Colonial Pipeline
© Reuters/Drone Base
Colonial Pipeline's Dorsey Junction Station in Woodbine, Maryland, U.S. May 10, 2021.
One day after US President Joe Biden said that Russia has "some responsibility" for the ransomware attack that crippled America's Colonial Pipeline, the Kremlin has firmly denied Moscow had anything to do with the incident.

On May 7, the IT systems of the pipeline's vital infrastructure, which transits fuel between the Gulf Coast and the New York Harbor area, were attacked with ransomware, causing Colonial to temporarily suspend all operations.

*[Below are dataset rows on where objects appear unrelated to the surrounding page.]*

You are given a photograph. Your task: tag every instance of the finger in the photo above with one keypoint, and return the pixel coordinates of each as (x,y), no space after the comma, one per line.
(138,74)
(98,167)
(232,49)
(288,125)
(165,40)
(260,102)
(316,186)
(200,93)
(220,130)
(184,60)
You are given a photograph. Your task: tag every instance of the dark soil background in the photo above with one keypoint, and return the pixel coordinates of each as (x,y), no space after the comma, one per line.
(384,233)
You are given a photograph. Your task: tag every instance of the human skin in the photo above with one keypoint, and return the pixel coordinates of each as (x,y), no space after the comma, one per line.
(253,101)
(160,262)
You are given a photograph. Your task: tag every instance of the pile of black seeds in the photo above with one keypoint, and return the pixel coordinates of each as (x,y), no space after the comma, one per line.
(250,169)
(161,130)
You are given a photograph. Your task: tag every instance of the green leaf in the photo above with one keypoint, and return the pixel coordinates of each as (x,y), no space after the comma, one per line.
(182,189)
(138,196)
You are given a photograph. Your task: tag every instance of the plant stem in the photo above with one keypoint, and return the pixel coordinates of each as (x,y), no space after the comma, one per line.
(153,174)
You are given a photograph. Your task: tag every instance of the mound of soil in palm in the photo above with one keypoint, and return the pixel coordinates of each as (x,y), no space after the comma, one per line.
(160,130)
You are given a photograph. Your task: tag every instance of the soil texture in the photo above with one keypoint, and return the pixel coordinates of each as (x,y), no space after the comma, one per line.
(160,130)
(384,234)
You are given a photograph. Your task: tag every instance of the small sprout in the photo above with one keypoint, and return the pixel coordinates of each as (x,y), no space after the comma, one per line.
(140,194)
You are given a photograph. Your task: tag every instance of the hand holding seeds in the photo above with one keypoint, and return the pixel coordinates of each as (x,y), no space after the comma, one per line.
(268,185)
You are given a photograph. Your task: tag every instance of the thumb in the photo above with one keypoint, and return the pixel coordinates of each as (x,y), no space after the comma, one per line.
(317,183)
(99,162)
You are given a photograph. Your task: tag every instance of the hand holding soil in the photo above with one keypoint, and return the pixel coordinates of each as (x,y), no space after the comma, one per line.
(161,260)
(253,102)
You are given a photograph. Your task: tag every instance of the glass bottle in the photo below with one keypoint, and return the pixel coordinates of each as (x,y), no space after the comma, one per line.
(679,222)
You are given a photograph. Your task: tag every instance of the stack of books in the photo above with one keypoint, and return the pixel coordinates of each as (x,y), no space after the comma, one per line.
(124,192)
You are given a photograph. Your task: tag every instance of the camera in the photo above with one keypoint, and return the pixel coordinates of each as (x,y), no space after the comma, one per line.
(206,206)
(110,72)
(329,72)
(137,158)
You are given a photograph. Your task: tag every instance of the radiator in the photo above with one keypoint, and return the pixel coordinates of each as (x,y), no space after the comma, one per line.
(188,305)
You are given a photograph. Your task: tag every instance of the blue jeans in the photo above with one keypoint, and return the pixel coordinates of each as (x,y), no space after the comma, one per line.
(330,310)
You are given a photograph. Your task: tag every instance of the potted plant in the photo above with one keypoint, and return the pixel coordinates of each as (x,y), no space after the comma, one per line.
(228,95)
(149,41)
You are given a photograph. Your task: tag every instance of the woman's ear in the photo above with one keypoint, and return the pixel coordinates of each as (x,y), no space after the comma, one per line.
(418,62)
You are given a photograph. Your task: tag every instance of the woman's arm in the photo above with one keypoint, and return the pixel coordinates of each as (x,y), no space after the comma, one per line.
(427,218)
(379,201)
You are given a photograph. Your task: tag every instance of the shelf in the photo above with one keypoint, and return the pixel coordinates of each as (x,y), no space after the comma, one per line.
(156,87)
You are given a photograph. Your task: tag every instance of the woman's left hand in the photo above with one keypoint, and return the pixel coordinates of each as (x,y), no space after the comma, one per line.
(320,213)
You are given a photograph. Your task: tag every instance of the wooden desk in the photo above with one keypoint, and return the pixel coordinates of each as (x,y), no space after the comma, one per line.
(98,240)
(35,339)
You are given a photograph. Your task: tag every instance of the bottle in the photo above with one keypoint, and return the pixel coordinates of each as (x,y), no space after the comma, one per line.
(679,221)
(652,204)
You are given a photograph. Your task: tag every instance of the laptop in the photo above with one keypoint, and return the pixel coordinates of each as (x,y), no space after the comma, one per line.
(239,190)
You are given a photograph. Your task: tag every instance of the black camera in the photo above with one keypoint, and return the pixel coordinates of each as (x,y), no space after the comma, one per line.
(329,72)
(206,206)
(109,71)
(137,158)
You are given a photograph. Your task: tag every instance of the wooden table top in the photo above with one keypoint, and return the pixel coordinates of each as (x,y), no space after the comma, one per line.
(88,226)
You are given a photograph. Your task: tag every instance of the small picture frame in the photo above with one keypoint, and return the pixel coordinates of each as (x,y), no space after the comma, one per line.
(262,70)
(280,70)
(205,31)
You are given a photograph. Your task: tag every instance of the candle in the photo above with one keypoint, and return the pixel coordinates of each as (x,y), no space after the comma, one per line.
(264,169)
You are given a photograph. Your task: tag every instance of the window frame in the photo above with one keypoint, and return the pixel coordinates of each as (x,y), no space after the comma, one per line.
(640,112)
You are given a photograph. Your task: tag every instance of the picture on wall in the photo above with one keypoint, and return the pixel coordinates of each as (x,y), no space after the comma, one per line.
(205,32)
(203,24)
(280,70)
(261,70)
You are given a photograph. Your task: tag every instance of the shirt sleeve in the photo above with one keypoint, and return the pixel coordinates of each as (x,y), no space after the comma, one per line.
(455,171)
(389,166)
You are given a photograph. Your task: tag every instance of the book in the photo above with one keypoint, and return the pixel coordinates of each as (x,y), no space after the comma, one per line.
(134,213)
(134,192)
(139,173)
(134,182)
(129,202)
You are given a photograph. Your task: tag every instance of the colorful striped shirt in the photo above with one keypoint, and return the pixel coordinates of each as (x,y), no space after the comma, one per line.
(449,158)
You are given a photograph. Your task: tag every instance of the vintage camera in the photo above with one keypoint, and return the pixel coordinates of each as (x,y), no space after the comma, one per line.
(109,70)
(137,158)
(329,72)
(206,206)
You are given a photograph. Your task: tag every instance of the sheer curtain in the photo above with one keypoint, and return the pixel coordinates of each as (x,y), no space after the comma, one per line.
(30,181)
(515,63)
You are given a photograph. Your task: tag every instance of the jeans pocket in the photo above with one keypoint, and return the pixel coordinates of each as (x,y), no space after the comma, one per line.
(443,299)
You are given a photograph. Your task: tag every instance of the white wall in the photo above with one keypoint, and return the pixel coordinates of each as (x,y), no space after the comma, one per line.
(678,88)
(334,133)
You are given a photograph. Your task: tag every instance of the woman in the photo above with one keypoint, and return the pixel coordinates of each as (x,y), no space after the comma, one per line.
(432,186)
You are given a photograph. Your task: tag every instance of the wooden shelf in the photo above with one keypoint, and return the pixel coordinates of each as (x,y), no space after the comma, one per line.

America's Federal Bureau of Investigation (FBI) has blamed DarkSide, a cybercriminal group that has hacked numerous companies. Ransomware is a form of software that encrypts a victim's files, holding them hostage until a ransom is paid.
"So far there is no evidence based on, from our intelligence people, that Russia is involved, though there is evidence that the actors' ransomware is in Russia. They have some responsibility to deal with this."
Speaking to Moscow-based news agency TASS, Kremlin spokesman Dmitry Peskov denied Russia is in any way involved in the attack.

"Russia has nothing to do with this," he said, noting that Moscow has been very willing to work with Washington, but "the US refuses to cooperate in countering cybercrime."

His statement was later backed up by the Russian Embassy in the US, which published a rebuttal to the accusations.

DarkSide is thought to have stolen 100GB of data from Colonial, in what has been dubbed "the largest successful cyberattack on oil infrastructure in the country's history."

Based in the US state of Georgia, Colonial Pipeline is an energy transport system that carries gasoline, diesel and jet fuel around America. It made headlines last year when it was responsible for one of the country's largest-ever spills from a pipeline, when 1.2 million gallons leaked into a North Carolina nature preserve.